Sunday, February 10, 2019

The shutdown shook faith in government jobs, and that’s bad for everyone

  The federal government has reopened after the longest shutdown in history, which caused federal workers to miss two paychecks and cost the economy $11 billion dollars — $3 billion of which will never be recouped. The scariest part, though, might be that this horror show is starting to seem normal.

  This is the third time the government has shut down in the last year and — unless President Donald Trump drops his demand for a border wall — everything from the national parks to the National Science Foundation could be closing up shop again on Feb. 16.

  In the face of all that, America’s federal workers are thinking twice about their careers — and that’s bad for workers and the country.

  Historically, the federal government (and public service writ large) has been a pretty good place to work. Not only does it allow people to serve their country (which many are keen on), it is the kind of quality job that all people should have. There is stability. There are retirement benefits. There is health care. There is paid leave. There is pay transparency. There is a union.
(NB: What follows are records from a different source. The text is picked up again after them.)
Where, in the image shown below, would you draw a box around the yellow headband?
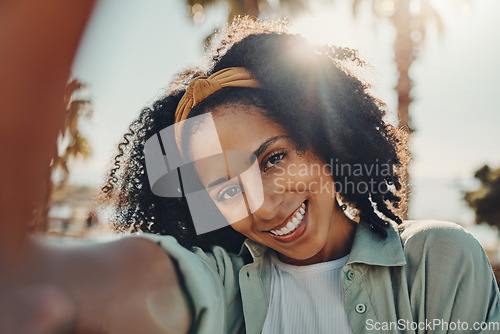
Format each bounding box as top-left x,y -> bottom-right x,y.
175,67 -> 260,123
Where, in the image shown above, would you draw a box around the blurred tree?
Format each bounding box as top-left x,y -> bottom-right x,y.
186,0 -> 307,23
352,0 -> 444,219
464,165 -> 500,227
32,79 -> 93,232
51,79 -> 93,187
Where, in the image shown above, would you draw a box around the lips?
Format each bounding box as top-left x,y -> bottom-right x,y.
268,201 -> 307,236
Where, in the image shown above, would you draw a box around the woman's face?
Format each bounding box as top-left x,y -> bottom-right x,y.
190,105 -> 355,264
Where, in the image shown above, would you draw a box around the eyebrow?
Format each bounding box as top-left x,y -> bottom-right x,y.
208,135 -> 288,188
253,135 -> 288,159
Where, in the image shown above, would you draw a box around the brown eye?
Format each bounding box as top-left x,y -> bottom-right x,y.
217,185 -> 242,202
264,152 -> 286,172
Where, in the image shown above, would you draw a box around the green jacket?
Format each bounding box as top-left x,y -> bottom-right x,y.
144,221 -> 500,334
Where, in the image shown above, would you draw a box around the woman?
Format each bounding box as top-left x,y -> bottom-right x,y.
104,20 -> 500,333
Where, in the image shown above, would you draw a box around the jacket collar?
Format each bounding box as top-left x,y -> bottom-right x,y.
346,223 -> 406,266
240,219 -> 406,266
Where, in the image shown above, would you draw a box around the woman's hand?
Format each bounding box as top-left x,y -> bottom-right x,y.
35,237 -> 191,333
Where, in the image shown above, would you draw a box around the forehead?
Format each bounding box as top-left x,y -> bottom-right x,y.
189,105 -> 286,160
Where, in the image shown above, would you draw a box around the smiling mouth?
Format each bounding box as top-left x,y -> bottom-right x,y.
268,201 -> 307,236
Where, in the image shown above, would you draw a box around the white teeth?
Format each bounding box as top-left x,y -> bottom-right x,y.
269,203 -> 306,235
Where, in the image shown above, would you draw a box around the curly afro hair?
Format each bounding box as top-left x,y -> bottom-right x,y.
102,18 -> 408,252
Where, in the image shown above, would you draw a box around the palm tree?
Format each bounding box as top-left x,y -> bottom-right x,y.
352,0 -> 444,219
186,0 -> 307,23
32,79 -> 93,232
51,79 -> 93,187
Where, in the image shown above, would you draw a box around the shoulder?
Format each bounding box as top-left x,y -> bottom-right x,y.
400,220 -> 493,279
399,220 -> 482,250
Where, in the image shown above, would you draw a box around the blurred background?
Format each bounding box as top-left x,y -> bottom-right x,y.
46,0 -> 500,266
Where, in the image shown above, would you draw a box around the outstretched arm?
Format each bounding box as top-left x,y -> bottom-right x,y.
0,0 -> 190,334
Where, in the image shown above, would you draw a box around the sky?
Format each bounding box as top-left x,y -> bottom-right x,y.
70,0 -> 500,230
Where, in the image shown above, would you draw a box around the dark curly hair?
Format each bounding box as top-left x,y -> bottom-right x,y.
103,19 -> 408,252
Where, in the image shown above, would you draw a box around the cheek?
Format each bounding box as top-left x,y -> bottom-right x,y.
275,161 -> 335,197
231,218 -> 253,238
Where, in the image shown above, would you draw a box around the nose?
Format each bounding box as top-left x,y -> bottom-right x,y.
253,177 -> 285,221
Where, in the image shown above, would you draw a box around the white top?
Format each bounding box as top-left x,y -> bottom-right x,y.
262,252 -> 352,334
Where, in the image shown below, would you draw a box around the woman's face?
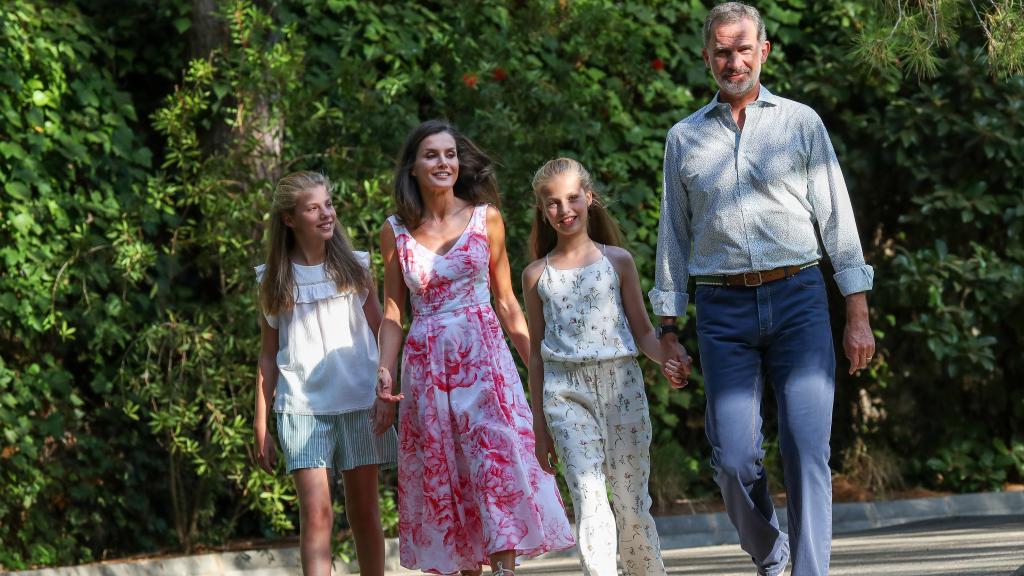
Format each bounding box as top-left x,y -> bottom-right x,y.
413,132 -> 459,193
284,186 -> 337,243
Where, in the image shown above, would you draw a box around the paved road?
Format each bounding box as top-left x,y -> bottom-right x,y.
389,516 -> 1024,576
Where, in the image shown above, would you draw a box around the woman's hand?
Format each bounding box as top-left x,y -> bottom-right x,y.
370,398 -> 396,436
534,420 -> 558,474
377,366 -> 406,403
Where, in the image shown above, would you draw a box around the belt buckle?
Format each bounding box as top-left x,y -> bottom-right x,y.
743,272 -> 764,288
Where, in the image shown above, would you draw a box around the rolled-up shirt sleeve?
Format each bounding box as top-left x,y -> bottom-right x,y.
807,115 -> 874,296
647,131 -> 690,317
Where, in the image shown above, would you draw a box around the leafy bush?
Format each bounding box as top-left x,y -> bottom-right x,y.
0,0 -> 1024,568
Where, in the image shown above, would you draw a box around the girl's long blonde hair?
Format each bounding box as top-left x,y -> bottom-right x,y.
529,158 -> 623,259
260,171 -> 373,315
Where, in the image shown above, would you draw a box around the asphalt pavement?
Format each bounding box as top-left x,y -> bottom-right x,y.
499,515 -> 1024,576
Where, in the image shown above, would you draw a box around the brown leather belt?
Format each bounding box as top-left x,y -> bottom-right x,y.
693,260 -> 818,288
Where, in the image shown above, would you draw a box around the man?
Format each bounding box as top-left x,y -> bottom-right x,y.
649,2 -> 874,576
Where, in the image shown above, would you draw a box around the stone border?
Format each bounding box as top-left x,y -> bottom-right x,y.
6,492 -> 1024,576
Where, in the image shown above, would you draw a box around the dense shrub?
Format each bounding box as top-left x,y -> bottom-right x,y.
0,0 -> 1024,568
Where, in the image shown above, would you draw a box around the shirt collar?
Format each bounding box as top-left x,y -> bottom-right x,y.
705,84 -> 779,116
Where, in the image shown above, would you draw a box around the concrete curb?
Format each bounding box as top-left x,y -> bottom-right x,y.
9,492 -> 1024,576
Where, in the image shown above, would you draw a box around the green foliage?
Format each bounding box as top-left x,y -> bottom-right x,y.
925,427 -> 1024,492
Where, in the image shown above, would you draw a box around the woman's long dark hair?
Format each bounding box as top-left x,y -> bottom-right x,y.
529,158 -> 623,259
394,120 -> 499,230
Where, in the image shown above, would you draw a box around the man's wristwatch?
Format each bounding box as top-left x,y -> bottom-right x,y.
654,324 -> 679,340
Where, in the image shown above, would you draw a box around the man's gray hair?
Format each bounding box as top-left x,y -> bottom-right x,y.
703,2 -> 768,47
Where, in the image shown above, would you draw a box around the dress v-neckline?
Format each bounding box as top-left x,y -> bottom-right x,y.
406,201 -> 479,258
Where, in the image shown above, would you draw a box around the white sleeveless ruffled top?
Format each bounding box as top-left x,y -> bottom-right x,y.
256,251 -> 378,414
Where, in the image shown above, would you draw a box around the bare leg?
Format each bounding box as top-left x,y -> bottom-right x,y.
341,464 -> 384,576
292,468 -> 334,576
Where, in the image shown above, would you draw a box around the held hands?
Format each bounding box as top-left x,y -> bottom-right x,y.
370,366 -> 406,436
377,366 -> 406,404
370,398 -> 395,436
843,292 -> 874,374
660,334 -> 693,388
534,415 -> 558,475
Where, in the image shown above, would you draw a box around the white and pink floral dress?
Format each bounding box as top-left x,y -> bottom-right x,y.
388,204 -> 574,574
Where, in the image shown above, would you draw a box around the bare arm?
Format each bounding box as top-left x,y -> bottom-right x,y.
522,260 -> 558,474
843,292 -> 874,374
375,222 -> 409,412
253,315 -> 279,474
487,206 -> 530,365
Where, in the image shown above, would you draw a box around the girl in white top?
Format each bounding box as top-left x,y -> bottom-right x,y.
253,168 -> 397,576
522,158 -> 688,576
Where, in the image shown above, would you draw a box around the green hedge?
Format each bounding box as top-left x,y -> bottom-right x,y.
0,0 -> 1024,569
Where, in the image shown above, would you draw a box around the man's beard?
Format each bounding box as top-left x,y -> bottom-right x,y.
717,70 -> 761,96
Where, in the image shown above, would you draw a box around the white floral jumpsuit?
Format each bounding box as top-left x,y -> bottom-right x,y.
538,247 -> 666,576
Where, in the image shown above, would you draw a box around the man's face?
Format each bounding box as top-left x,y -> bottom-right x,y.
703,18 -> 771,98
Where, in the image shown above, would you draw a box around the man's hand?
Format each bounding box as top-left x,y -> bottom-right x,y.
843,292 -> 874,374
534,420 -> 558,474
253,425 -> 278,475
658,334 -> 693,388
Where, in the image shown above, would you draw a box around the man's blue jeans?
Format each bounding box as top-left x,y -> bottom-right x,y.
696,266 -> 836,576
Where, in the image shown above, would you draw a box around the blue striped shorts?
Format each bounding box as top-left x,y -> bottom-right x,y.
278,408 -> 398,474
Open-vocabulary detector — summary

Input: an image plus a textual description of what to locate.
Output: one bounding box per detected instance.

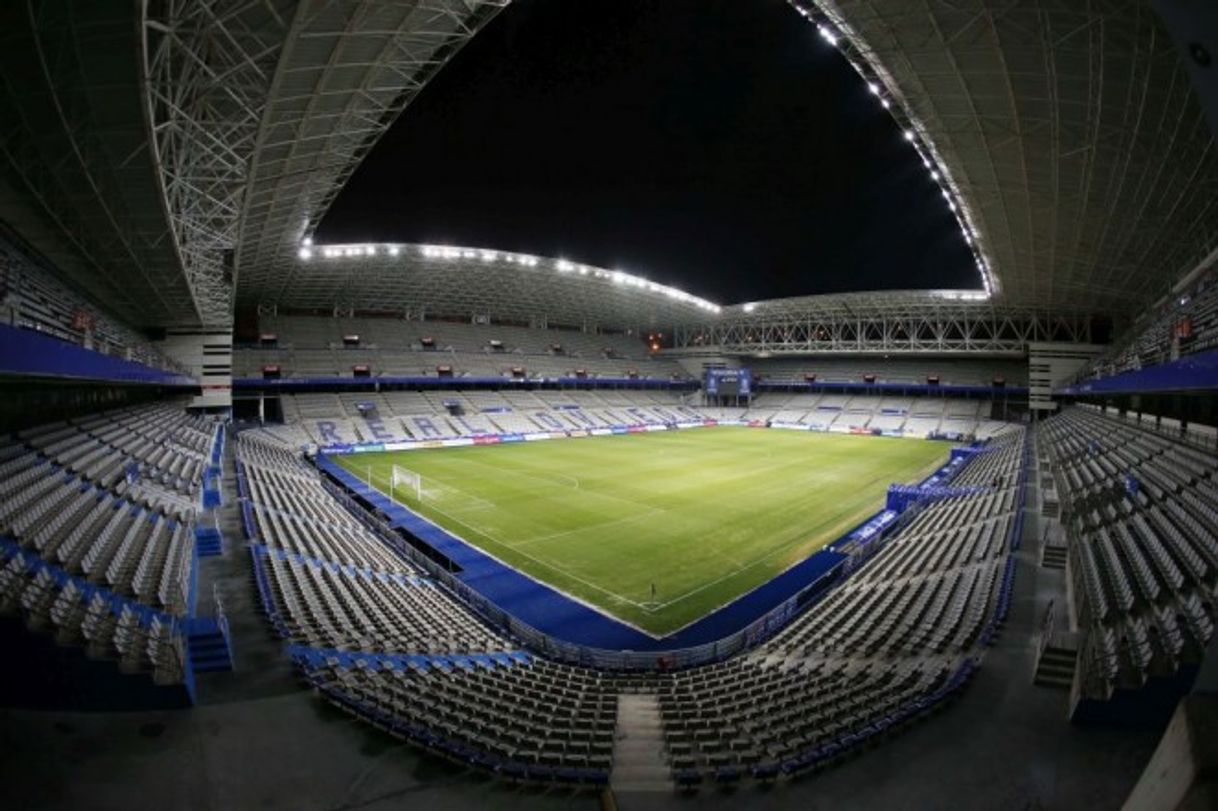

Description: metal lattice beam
[141,0,295,326]
[676,292,1091,356]
[790,0,1218,313]
[236,0,509,302]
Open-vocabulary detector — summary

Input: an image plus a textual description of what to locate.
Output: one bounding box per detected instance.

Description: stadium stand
[0,229,185,373]
[659,431,1024,785]
[264,391,1011,448]
[1044,408,1218,700]
[0,403,224,684]
[234,315,687,380]
[226,423,1024,787]
[1074,272,1218,382]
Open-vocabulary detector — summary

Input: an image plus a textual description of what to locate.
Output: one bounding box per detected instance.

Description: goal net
[389,465,423,502]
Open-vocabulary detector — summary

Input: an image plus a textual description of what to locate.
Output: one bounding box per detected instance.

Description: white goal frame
[389,465,423,502]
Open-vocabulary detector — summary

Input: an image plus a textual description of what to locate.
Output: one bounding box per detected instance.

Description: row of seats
[236,430,1023,784]
[1043,408,1218,699]
[1075,273,1218,381]
[659,431,1023,783]
[236,431,638,784]
[0,404,213,684]
[0,234,186,373]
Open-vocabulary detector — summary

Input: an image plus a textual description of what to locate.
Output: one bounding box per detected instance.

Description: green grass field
[337,427,948,636]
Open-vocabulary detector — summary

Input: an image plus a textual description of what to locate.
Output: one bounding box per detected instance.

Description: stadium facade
[0,0,1218,807]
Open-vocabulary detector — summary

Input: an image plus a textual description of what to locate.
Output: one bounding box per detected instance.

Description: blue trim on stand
[0,324,199,386]
[1054,349,1218,397]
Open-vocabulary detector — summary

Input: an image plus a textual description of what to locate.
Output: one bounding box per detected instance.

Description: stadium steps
[1032,645,1078,690]
[609,693,672,794]
[1040,544,1066,569]
[186,622,233,673]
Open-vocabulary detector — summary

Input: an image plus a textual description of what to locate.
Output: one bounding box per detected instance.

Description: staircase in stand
[609,693,672,793]
[1040,544,1066,569]
[1032,644,1078,690]
[186,617,233,673]
[195,526,224,558]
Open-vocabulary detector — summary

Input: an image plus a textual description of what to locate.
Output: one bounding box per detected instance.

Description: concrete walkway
[609,693,672,794]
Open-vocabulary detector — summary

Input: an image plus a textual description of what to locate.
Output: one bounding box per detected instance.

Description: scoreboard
[705,369,753,397]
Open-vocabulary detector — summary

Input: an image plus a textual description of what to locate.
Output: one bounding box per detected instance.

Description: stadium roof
[792,0,1218,312]
[274,244,722,329]
[0,0,1218,325]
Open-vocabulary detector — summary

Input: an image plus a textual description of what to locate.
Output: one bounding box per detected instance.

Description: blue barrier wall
[1054,349,1218,397]
[0,324,199,386]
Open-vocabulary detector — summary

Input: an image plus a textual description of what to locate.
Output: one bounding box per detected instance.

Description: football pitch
[335,427,949,636]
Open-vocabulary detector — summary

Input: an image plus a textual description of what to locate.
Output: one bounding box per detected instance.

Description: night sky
[317,0,979,303]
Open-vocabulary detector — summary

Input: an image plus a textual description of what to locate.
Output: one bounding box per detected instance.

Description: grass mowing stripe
[336,427,949,634]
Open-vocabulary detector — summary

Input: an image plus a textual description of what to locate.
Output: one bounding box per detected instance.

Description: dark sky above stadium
[317,0,979,303]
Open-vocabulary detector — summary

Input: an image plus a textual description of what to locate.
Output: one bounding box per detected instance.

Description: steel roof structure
[262,244,721,330]
[0,0,1218,326]
[792,0,1218,313]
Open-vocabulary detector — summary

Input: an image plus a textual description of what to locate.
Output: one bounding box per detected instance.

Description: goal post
[389,465,423,502]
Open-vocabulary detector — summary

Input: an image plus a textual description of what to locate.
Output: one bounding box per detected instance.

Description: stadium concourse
[0,0,1218,811]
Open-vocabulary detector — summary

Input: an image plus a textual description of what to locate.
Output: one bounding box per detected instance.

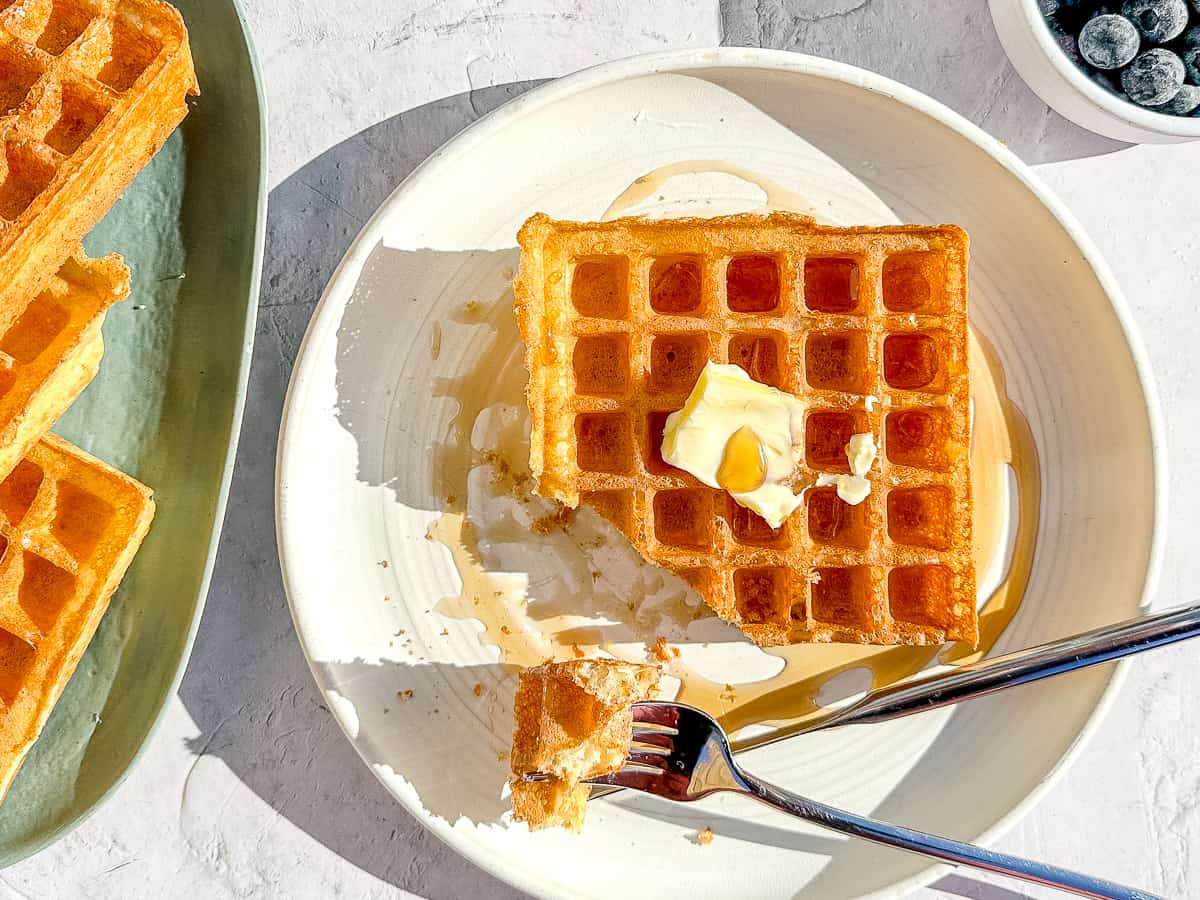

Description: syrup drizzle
[430,161,1040,749]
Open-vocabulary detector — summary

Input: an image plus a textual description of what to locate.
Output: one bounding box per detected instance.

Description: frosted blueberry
[1121,47,1183,107]
[1046,19,1085,66]
[1151,84,1200,115]
[1079,16,1141,68]
[1121,0,1188,43]
[1180,44,1200,84]
[1087,68,1127,98]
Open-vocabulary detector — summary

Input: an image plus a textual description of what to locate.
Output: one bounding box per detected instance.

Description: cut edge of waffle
[0,434,155,798]
[0,251,130,478]
[0,0,198,330]
[515,214,978,644]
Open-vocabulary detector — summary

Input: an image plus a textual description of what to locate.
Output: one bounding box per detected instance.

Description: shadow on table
[171,8,1121,900]
[180,83,535,899]
[720,0,1128,163]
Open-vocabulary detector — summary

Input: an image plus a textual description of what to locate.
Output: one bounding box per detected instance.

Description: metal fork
[580,702,1162,900]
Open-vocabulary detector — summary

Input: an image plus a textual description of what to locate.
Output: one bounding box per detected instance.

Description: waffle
[510,659,659,832]
[0,434,154,797]
[515,214,978,646]
[0,253,130,478]
[0,0,197,332]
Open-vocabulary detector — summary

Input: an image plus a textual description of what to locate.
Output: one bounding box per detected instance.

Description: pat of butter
[662,362,805,528]
[817,433,878,506]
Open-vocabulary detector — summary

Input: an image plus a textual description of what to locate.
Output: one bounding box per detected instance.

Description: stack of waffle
[516,214,977,644]
[0,0,198,797]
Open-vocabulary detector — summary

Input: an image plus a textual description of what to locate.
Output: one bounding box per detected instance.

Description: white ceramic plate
[277,49,1163,898]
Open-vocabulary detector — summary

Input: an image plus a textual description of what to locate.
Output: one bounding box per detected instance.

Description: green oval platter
[0,0,266,865]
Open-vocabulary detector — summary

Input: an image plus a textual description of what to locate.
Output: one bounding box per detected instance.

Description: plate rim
[275,47,1168,900]
[7,0,269,870]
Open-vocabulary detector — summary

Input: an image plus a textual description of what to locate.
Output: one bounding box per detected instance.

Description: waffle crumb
[530,506,575,534]
[650,635,671,662]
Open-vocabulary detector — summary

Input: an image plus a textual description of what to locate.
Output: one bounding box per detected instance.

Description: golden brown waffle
[0,253,130,478]
[0,0,197,331]
[0,434,154,797]
[516,214,978,646]
[510,659,659,832]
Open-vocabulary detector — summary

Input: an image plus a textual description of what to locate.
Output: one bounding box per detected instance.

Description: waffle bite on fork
[509,659,659,832]
[516,214,978,644]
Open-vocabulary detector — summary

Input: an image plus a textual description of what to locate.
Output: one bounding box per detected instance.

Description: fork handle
[734,769,1163,900]
[825,605,1200,731]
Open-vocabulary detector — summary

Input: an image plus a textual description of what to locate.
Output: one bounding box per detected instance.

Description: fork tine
[634,701,679,734]
[625,748,667,772]
[634,731,674,754]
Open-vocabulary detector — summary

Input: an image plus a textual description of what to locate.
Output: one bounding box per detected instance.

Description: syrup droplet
[716,425,767,493]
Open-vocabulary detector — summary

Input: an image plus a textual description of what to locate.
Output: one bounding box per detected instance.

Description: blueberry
[1046,19,1085,66]
[1180,46,1200,84]
[1121,0,1188,43]
[1121,47,1183,107]
[1150,84,1200,115]
[1079,16,1141,68]
[1087,70,1124,97]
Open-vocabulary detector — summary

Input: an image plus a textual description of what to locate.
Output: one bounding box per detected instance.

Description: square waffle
[515,214,978,646]
[0,252,130,478]
[510,659,659,832]
[0,0,197,331]
[0,434,154,797]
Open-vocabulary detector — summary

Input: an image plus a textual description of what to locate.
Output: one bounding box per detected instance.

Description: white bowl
[277,48,1164,900]
[990,0,1200,144]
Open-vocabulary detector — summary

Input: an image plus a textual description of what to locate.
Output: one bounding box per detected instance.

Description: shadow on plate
[180,61,1060,900]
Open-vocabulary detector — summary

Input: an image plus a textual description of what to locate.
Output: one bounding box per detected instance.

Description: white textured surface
[0,0,1200,900]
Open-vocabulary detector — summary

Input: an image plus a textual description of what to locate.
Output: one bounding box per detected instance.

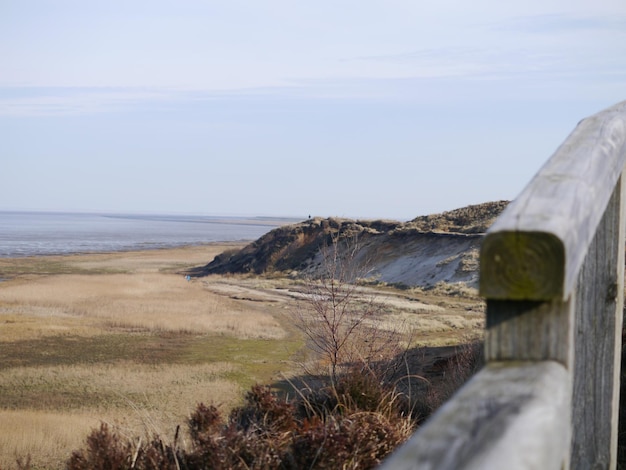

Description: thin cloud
[490,14,626,34]
[0,87,178,117]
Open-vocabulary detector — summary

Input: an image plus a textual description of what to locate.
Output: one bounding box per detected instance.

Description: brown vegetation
[0,241,483,468]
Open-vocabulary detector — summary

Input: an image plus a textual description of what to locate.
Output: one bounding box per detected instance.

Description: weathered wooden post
[384,102,626,470]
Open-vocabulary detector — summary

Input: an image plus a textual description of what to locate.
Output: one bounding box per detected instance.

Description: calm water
[0,211,286,258]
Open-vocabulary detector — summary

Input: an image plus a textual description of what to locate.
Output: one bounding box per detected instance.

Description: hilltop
[190,201,508,288]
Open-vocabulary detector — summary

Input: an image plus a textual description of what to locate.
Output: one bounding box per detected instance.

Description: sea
[0,211,295,258]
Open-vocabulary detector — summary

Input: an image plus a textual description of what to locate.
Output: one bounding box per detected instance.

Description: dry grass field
[0,244,483,469]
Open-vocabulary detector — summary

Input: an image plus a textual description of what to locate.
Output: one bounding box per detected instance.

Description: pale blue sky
[0,0,626,219]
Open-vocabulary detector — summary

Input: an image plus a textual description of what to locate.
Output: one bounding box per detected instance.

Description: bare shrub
[294,234,398,380]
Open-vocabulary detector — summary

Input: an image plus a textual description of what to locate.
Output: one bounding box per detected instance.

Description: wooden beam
[380,361,571,470]
[480,101,626,300]
[571,177,626,470]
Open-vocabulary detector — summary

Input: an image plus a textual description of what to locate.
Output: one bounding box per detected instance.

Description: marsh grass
[0,245,478,469]
[0,246,302,469]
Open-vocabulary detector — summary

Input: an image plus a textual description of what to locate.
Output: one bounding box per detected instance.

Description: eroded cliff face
[191,201,507,288]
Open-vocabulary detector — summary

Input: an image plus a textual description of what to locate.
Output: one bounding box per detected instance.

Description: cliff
[190,201,507,288]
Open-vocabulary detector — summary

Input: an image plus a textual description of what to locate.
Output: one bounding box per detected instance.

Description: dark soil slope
[190,201,507,287]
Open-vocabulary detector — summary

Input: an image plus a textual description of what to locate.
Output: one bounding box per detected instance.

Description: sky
[0,0,626,220]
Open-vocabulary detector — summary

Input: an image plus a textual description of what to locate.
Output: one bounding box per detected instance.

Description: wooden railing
[381,101,626,470]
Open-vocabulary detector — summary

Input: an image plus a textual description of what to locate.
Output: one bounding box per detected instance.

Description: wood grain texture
[485,299,574,367]
[571,174,624,470]
[381,361,571,470]
[480,102,626,300]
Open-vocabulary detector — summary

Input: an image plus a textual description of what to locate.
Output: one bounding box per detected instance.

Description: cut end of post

  Due in large part to the fact that the federal government has offered stable opportunities for advancement and a secure job with a steady paycheck, the federal workforce has disproportionately attracted people of color and people with disabilities. The latest data show that people of color are overrepresented in the federal government: More than 18 percent of workers in the federal government are black (compared to about 11 percent of the overall labor force) and Native Americans are more than one-and-a-half times as likely to work for the federal government than be in the overall labor force. Fourteen percent of full-time federal workers are people with disabilities, compared to 3.8 percent in the overall labor force. Veterans, who comprise nearly a third of the federal government, are also disproportionately represented.

  But while federal jobs tick many of the job-quality boxes, satisfaction has been declining. The latest data reveal that morale at the Departments of Education and Health and Human Services fell by more than 10 percentage points between 2017 and 2018, and morale at the Consumer Financial Protection Bureau dropped by an astounding 25 percentage points.

  One can only imagine what basement these numbers would be in if the survey happened this week.

  This decline is likely due in no small part to the fact that attacks on federal workers have been mounting in recent years. Their work has been condescendingly dismissed by Trump, and National Economic Council Director Larry Kudlow referred to their unpaid efforts during the shutdown as “volunteering.” They have been asked to work with fewer staffers due to hiring freezes and for diminishing wages due to Republican-pushed pay freezes.

  Public sector unions have come under attack, both by Trump and the Supreme Court. And now workers have literally been forced to make do without pay, while many have still been having to show up and clock in. More and more work is being shifted to contractors who have fewer protections and who will likely not even be paid for the time they could not work during the shutdown. (Contractor satisfaction, which is likely even lower, deserves a whole article unto itself.)

  Is it any wonder there have been reports of federal workers departing government service?

  This could spell trouble, not just for the workers themselves who deserve far more than to be pawns in Trump’s racist game of chicken with the economy, but for our country in general. Reduced employee morale can lead to lower productivity — not a good thing when you’re trying to run a business, much less a country. We’ve also seen what it looks like when we don’t sufficiently invest in public services: lines get longer, corporations get away with defrauding the American people, and people die while waiting for the services and benefits they need.

  And if Trump’s divisiveness leads to less diversity within the workforce, the evidence indicates that could be bad for the public, too, because it matters who our public servants are. Research finds that having a diverse public labor force is important for the consideration of the interests of people of color in a range of circumstances. For example, having more black and Latino bureaucrats is related to having more Latinos and blacks judged eligible for rural housing loans. Having a larger share of black federal workers in the Equal Employment Opportunity Commission is positively related to the number of discrimination claims filed by black workers.

  There are high costs to everyone when we treat federal workers like disposable widgets — and in the wake of the shutdown we may find out exactly how high they are.